The New York Times reports that New York regulators have agreed to allow $350,000 in penalties to be paid by companies that wrote fake positive online reviews for products or services. Apparently something called “reputation enhancement firms” write fake reviews, which, arguably isn’t really enhancing your reputation if you get caught and pay a penalty!

According to the article, fake reviewers also “went on review sites that criticized their own fake-review operations and wrote fake reviews denying they wrote fake reviews.”

Got that? If so, and you live in Bangladesh or Eastern Europe, someone may pay you $1 to write a fake review, according to the story.

Don’t know how to write a review? The regulators did find some helpful tips that reviewers were using to write fake reviews, including: “Do not make them sound like an advertisement.”

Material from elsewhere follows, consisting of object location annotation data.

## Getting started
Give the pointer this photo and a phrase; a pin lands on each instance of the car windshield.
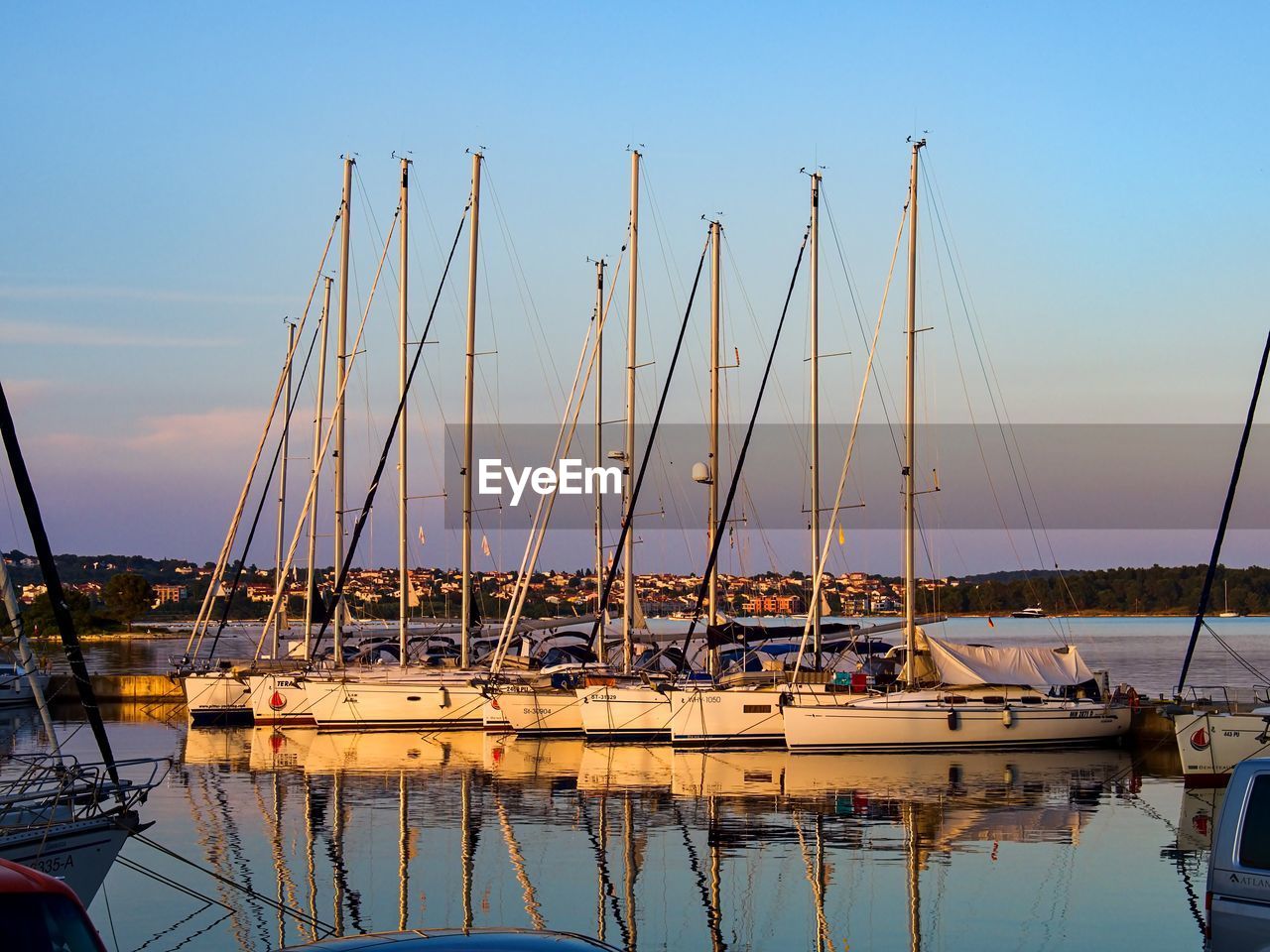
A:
(1255, 839)
(45, 923)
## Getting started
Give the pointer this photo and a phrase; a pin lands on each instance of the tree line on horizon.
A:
(1155, 590)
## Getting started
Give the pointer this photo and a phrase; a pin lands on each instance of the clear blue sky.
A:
(172, 175)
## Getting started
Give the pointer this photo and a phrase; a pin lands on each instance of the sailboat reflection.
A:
(648, 817)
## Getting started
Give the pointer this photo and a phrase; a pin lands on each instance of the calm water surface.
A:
(652, 848)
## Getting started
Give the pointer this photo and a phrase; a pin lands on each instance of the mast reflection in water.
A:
(653, 848)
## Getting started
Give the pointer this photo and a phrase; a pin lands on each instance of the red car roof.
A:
(24, 880)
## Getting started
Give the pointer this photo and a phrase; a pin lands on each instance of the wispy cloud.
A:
(163, 438)
(71, 293)
(48, 334)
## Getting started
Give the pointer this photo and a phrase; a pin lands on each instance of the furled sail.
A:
(980, 664)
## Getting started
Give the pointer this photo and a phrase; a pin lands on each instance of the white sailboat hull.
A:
(216, 698)
(883, 724)
(425, 702)
(493, 719)
(541, 710)
(1210, 744)
(278, 698)
(79, 852)
(16, 689)
(624, 711)
(714, 717)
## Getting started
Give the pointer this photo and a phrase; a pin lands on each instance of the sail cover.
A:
(1034, 666)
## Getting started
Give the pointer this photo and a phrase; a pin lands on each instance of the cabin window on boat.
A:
(36, 923)
(1255, 839)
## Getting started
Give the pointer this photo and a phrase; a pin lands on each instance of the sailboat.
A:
(1225, 612)
(626, 705)
(1211, 742)
(59, 815)
(951, 694)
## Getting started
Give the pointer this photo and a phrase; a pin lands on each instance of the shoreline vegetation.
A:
(108, 593)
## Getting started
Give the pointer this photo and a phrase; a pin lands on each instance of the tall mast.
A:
(815, 603)
(22, 651)
(340, 372)
(316, 468)
(712, 509)
(282, 493)
(1225, 517)
(404, 607)
(911, 433)
(468, 384)
(631, 308)
(56, 597)
(599, 438)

3 Fake Reviews For This Web Site, Inspired By This News Story

1. “***** I consider myself to be a cheese snob, and I can say that Not The Worst News has the best cheese in my neighborhood. Well, technically, I can’t say that to anyone, because I am a snob, and therefore can’t talk to people. I am way tooo good to be typing this review on my gold iPhone 5S, and certainly not being paid a dollar to do this, as I only deal in bills larger than Bangladeshi 100 Taka notes.”

2. “***** I absolutely did not write that fake review of Not The Worst News that everyone is accusing me of writing on Yelp. And I can legally say that, because I hired someone in Slovakia to write it using my account.”

3. “***** I gotta tell you the truth, I don’t even use the internet or know how it works. But then my college roommate, was all like, check this Not The Worst News page out. And now I read it every day, and can’t stop laughing! Or is it crying? I get the two confused, because English is not my first language. Anyway, I definitely recommend everyone bookmark this page, and push a Czech Koruna or two right into the CD-rom drive to electronically send it to the site in appreciation. What, that’s not physically possible? See I was being totally honest when I said I didn’t know how the internet works! ‘If you don’t know how to use the internet, how did this review wind up on the internet?’ you ask. Gotta bounce!”